Contrairement à ce que les médias occidentaux rapportent, ce n’est pas seulement «l’élite laïque» qui est en rogne. Mais plutôt la moyenne des gens, sans idéologie particulière, des jeunes femmes et hommes qui veulent simplement aller travailler tous les matins, mais ne peuvent pas le faire à cause des routes qui sont fermées. C’est une mère de famille de 3 enfants embarquée dans un métro qui n’arrivera pas à destination (mardi dernier les métros n’ont pas pu accéder à la cité Intliaka en raison du chaos qui y régnait). Certaines femmes ont rapporté que lors de leur trajet jusqu’à leur domicile, elles avaient croisé des groupes de jeunes délinquants qui leur avaient jeté des pierres. Voilà comment la marche se transforme en fuite jusqu’à la maison, courir pour rentrer et préparer le repas des enfants.
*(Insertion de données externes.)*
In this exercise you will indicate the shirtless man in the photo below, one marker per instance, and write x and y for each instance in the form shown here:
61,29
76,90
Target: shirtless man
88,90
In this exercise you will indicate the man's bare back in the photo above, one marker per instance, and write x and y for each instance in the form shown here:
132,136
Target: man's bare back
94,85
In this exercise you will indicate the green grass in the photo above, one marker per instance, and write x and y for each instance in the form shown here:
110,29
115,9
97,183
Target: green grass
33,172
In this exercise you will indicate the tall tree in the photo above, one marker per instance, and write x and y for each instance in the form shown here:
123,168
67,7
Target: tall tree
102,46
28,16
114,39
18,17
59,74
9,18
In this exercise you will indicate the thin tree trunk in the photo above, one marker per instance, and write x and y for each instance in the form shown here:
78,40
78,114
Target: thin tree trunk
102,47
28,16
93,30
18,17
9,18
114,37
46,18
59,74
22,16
La situation touche aussi les enfants qui ne peuvent plus se rendre à l’école et passent des heures surveillés par une baby-sitter, qu’il faut payer.
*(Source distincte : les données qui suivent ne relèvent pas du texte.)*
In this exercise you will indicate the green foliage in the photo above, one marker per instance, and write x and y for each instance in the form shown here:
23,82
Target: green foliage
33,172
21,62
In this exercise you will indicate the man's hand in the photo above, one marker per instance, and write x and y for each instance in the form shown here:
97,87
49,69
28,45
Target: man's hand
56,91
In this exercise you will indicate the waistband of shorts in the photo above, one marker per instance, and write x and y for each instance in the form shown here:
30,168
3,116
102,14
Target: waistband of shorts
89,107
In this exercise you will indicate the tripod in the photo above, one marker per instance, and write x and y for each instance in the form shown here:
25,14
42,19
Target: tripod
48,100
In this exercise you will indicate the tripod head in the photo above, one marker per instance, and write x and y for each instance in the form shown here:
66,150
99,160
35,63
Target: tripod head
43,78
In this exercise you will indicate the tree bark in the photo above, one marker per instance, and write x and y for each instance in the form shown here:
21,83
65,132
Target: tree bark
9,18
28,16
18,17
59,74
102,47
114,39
Le ministère de l’Intérieur, pour certains, doit faire disparaître ces personnes. Il n’y a pas de froid calcul dans le processus de démocratisation, mais la sécurité est la pierre angulaire de toute démocratie et de toute société qui veut prospérer et oser rêver. Le ministère de l’Intérieur joue un rôle extrêmement important dans le processus de démocratisation en Tunisie, en raison de la façon dont il affecte directement la vie quotidienne de ses citoyens. Et aujourd’hui il a une occasion en or de nettoyer ses rangs une fois pour toutes.

Seule l’histoire pourra témoigner de la façon dont le gouvernement tunisien, le premier post-«printemps arabe», se sera préoccupé de cette faille de sécurité à l’intérieur du pays. Il s’agit en fait d’un test décisif que le ministère de l’Intérieur doit impérativement passer.